Recientemente, participé en varios debates sobre si la inteligencia artificial y la robótica representan la evolución de la humanidad o un peligro para nuestra existencia. Me sorprendió ver cómo muchos toman este concepto de manera literal. Esto resalta la necesidad de seguir divulgando lo que realmente implica esta nueva tecnología, sus ventajas y desventajas, y cómo podemos adaptarnos.
Estoy convencido de que la IA y la robótica no deben replicar ni sustituir completamente al ser humano; intentarlo sería limitativo y solo replicaría nuestras deficiencias en muchas actividades vitales, sin realmente ayudarnos a mejorar. En realidad, estamos ante una nueva especie de dispositivos que, nos guste o no, interactuarán, colaborarán y razonarán con nosotros, ayudándonos a mejorar en distintos aspectos de la vida. Aunque estamos solo al comienzo de esta era, es fascinante imaginar cómo nos adaptaremos y qué retos nos espera
Por ejemplo, la reciente mejora del modelo de lenguaje GPT-4 Turbo por parte de OpenAI promete ser más eficiente y accesible para una mayor gama de aplicaciones comerciales y educativas. Este avance subraya la rapidez con la que estas tecnologías están evolucionando y su potencial para transformar industrias enteras, desde la educación hasta el comercio.
En el campo de la medicina, la inteligencia artificial está demostrando ser una herramienta revolucionaria. Un equipo de investigadores ha utilizado IA para identificar nuevos biomarcadores que pueden predecir el riesgo de enfermedades cardíacas con mayor precisión que los métodos tradicionales. Este desarrollo podría transformar la medicina preventiva y mejorar significativamente los resultados de salud en la población.

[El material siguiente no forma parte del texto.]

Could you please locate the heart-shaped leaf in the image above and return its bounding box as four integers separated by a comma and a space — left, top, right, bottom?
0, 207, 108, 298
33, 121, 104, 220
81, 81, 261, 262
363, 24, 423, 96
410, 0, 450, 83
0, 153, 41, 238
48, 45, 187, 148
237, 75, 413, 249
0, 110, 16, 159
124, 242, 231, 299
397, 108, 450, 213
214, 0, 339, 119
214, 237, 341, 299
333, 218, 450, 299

Además, la colaboración entre humanos y robots está avanzando rápidamente. Varias empresas de manufactura han comenzado a integrar robots colaborativos («cobots») en sus líneas de producción. Estos robots trabajan junto a los empleados humanos, mejorando la eficiencia y reduciendo el riesgo de lesiones laborales. Este es un ejemplo concreto de cómo la robótica puede complementar y no reemplazar el trabajo humano.
En lugar de preocuparnos por si estas tecnologías nos destruirán, deberíamos aprovechar la oportunidad para mejorar nuestros negocios, capitalizar oportunidades innovadoras y buscar formas de enriquecer la vida de las personas. Hoy, la tecnología de punta está más democratizada que nunca, accesible a cualquier persona sin importar el país, la condición social o física.
Una pregunta clave surge: ¿Cuál es la posición de Latinoamérica en este panorama? ¿Nos estamos quedando atrás? ¿Dejaremos pasar esta oportunidad? Por esto, me especializo en identificar oportunidades de negocio con la IA y dejo que científicos, matemáticos y reguladores hagan su parte.
Les recomiendo la presentación de Mustafa Suleyman en un evento de TEDx ® , que ayuda a comprender que la IA y la robótica no buscan crear un humano artificial, así como el automóvil no buscó ser un caballo mecánico hace más de 100 años.
https://www.youtube.com/watch?v=KKNCiRWd_j0
Ya vivimos la fiebre del oro, la revolución industrial, la explosión de internet y el auge del bitcoin. ¿Dejaremos pasar esta nueva oportunidad?